To distinguish between the possible involvement of a T cell-mediated immune response and innate immunity in cultured HSC-enabled allografts, the team cultured both wild-type and CD274-null HSCs in the expansion medium and transplanted the resulting cells into sublethally irradiated SCID mice that have no functional T cells or B cells but do produce normal natural killer cells.

There was no difference in the level of allograft repopulation by the transplanted wild-type and CD274-null HSCs, suggesting that CD274 mainly works through suppressing allogeneic T cell activation but not innate immunity, the authors write.

They moved on to evaluate whether ex vivo expanded HSCs could be used to cure genetic diseases. Expanded cells were transplanted into a mouse model that demonstrates defective HSC self-renewal and normally dies about a month after birth. Whereas freshly isolated HSCs transplanted along with helper cells only engrafted in about 1/9 recipients, their cultured progeny successfully engrafted and rescued all recipients. These mice demonstrated almost 100% donor reconstitution, and lymphoid, myeloid, and erythroid lineages were repopulated by four months post-transplantation.

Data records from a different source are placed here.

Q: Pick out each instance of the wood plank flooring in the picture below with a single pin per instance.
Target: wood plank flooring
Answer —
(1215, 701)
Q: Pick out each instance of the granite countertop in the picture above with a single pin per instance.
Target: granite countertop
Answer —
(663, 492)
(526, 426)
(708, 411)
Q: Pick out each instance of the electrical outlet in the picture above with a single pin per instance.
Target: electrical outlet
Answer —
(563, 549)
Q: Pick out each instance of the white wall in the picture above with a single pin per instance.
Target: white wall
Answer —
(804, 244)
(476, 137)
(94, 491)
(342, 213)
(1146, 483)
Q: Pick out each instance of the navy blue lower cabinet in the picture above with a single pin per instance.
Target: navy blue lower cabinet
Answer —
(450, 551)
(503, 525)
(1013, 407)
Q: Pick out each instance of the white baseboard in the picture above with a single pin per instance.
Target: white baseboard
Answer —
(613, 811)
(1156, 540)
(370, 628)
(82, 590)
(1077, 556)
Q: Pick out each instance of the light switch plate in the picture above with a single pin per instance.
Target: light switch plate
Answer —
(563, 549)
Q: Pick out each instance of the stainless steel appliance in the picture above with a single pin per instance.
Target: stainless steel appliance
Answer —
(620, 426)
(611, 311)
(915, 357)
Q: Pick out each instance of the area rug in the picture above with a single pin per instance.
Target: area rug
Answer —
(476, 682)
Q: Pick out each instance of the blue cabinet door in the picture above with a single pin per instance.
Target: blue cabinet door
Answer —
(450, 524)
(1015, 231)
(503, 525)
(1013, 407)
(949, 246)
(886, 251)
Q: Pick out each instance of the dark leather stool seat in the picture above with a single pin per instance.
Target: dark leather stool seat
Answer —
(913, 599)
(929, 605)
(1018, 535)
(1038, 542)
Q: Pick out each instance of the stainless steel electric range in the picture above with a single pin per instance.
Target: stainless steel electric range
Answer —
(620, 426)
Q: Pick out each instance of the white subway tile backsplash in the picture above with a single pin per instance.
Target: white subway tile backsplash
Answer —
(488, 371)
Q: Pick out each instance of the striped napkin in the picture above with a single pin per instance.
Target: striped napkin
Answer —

Encouragingly for future potential clinical applications, cultured human HSC populations also demonstrated increased numbers of  CD274+ cells and levels of CD274 expression. Mixed lymphocyte reaction analyses further showed that the elevated CD274 expression on cultured human cord blood HSCs suppressed the proliferation of allogeneic T cells, and this ability was inhibited by treatment with an anti-CD274 neutralizing antibody.

Transplantation studies with cultured human cord blood HSCs in immune deficient mice also showed the cells demonstrated enhanced ability to engraft. In this case the ability to engraft was not affected by an anti-CD274 neutralizing antibody. Similar to results with mouse HSCs transplanted into sublethally irradiated animals, the human HSC transplant studies suggested that human CD274 suppresses allogeneic T-cell activation but not innate immunity.

“Based on these results of mouse HSCs and the elevation of CD274 on cultured human HSCs, we propose that ex vivo expansion of human HSCs may benefit the practice of allogeneic transplantation for patients,” the authors conclude. “This would apply to nonmatched or low-matched donor human cord blood, BM, or mobilized peripheral blood HSCs. If donor human HSCs can be expanded in culture and engraft nonmatched or low-matched patients without GvHD, this strategy will possibly lead to an ultimate solution to problems in allogeneic transplantation.”